Safety refusals calibrated for the specific modality (speech vs. text) rather than generic text-based refusals.
Modality-appropriate refusals are safety responses that are calibrated for the specific communication modality in which a request is made — particularly the distinction between text and speech. A refusal in a text interface can be long, precise, and heavily qualified: "I'm sorry, but I can't help with that request because it involves [specific policy category]." A refusal in a spoken interface must be colloquial, brief, and natural-sounding — the same policy boundary expressed in the cadence and vocabulary of natural speech, without sounding robotic or stilted. Modality-appropriate refusals address this gap by calibrating the refusal response to the modality, ensuring that safety responses are both effective and natural-feeling across text, audio, and video channels.

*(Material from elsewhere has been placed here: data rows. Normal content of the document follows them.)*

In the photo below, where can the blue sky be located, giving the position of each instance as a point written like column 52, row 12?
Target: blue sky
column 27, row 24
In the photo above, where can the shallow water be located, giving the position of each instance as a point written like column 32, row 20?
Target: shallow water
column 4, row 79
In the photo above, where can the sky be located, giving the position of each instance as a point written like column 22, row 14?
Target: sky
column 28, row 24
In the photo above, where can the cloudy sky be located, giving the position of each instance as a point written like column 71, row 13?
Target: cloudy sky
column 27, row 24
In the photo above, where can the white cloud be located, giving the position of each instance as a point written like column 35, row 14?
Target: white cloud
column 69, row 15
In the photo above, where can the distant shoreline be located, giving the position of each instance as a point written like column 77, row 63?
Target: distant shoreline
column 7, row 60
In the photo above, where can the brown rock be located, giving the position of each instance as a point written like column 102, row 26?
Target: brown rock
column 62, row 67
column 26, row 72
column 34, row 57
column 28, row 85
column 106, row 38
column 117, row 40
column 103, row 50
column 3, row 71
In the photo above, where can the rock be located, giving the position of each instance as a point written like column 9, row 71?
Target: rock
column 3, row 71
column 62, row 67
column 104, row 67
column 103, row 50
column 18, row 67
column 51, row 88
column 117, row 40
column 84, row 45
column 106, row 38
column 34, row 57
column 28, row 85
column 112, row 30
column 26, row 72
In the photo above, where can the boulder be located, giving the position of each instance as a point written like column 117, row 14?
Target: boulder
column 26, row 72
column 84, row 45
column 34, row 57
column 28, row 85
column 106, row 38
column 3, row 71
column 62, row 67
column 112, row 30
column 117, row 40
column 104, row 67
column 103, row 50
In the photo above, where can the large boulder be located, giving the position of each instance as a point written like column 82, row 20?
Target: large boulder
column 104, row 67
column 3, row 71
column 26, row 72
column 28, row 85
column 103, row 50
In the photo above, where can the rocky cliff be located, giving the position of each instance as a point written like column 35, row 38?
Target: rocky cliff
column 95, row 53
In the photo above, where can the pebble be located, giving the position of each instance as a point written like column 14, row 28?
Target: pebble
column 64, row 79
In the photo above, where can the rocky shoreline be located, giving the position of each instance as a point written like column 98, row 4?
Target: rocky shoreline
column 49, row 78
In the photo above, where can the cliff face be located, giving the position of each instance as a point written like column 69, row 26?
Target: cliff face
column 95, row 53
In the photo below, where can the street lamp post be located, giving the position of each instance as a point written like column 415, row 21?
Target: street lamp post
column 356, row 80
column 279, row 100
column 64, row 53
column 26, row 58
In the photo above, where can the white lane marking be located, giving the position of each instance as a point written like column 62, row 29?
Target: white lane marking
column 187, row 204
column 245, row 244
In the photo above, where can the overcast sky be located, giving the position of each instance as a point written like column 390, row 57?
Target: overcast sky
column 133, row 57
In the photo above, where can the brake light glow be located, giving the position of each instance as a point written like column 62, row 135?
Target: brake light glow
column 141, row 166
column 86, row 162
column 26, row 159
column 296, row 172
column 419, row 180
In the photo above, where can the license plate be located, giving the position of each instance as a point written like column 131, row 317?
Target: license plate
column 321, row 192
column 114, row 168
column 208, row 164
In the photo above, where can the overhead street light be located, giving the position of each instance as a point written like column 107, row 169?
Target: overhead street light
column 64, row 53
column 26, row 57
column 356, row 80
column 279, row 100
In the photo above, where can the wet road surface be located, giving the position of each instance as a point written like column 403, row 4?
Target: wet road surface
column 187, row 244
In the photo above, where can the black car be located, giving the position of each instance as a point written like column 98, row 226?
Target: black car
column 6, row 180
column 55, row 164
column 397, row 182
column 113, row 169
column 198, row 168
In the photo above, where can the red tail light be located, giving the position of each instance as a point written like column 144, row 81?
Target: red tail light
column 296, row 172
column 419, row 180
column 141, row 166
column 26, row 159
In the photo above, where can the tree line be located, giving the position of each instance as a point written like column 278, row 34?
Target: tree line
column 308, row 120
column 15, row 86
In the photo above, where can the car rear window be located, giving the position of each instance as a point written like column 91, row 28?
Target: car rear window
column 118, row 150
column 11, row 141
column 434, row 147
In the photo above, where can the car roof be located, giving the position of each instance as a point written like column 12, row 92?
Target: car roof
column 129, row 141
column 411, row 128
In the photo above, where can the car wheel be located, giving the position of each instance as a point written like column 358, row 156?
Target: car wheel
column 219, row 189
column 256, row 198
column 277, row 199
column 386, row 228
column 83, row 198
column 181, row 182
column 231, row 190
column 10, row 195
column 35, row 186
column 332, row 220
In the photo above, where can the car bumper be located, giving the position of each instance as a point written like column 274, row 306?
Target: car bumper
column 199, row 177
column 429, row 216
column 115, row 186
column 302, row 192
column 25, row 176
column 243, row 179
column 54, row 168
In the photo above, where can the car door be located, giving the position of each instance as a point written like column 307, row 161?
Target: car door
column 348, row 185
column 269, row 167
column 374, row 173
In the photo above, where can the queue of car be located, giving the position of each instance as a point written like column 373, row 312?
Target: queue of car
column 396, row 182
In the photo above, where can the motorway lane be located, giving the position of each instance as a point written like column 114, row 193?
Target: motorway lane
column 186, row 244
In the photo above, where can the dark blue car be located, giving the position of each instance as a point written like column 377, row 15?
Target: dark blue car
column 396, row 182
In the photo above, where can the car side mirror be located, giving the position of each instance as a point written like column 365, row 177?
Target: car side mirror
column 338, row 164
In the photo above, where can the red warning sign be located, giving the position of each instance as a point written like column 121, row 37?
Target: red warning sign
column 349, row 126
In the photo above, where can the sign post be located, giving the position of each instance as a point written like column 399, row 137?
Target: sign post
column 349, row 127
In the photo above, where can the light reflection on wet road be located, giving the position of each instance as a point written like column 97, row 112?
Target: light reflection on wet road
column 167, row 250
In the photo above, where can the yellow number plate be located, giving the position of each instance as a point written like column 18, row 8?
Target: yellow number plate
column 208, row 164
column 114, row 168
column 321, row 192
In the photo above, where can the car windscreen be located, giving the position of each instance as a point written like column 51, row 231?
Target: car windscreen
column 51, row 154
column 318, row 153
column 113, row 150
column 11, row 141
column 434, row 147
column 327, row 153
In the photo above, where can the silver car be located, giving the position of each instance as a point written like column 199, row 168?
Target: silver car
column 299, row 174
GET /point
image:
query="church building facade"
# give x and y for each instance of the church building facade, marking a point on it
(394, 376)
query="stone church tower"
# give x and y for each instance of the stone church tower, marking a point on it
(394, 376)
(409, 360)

The challenge is that safety responses generated for text can sound jarring or over-cautious when rendered as speech. A text refusal might include extensive hedging language that sounds natural in writing but unnatural in spoken dialogue. A text refusal might also be longer than appropriate for a spoken exchange, creating an awkward pause in a voice conversation. Conversely, a refusal that sounds natural in speech might be too brief or too casual for a text interface. Modality-appropriate refusals address this by training separate refusal behaviors for each modality, with the refusal boundary (what is refused versus what is permitted) calibrated to be equally firm but appropriately expressed.
The training approach described in interaction model research involves using a text-to-speech model to generate refusal and over-refusal training data covering a range of disallowed topics, with the refusal boundary calibrated to favor naturally-phrased but no less firm refusals. This allows the model to learn the appropriate prosody, pacing, and phrasing for refusals in the audio modality while maintaining the same safety policy precision as text refusals.
The deeper principle is that safety calibration is not modality-neutral. A model that is well-calibrated for text interactions may be over- or under-calibrated for audio or visual interactions, because the expression of uncertainty, the social meaning of a refusal, and the user's expectations of appropriate responses differ across modalities. Modality-appropriate safety is an active area of research as AI systems move from text-only to multimodal interaction.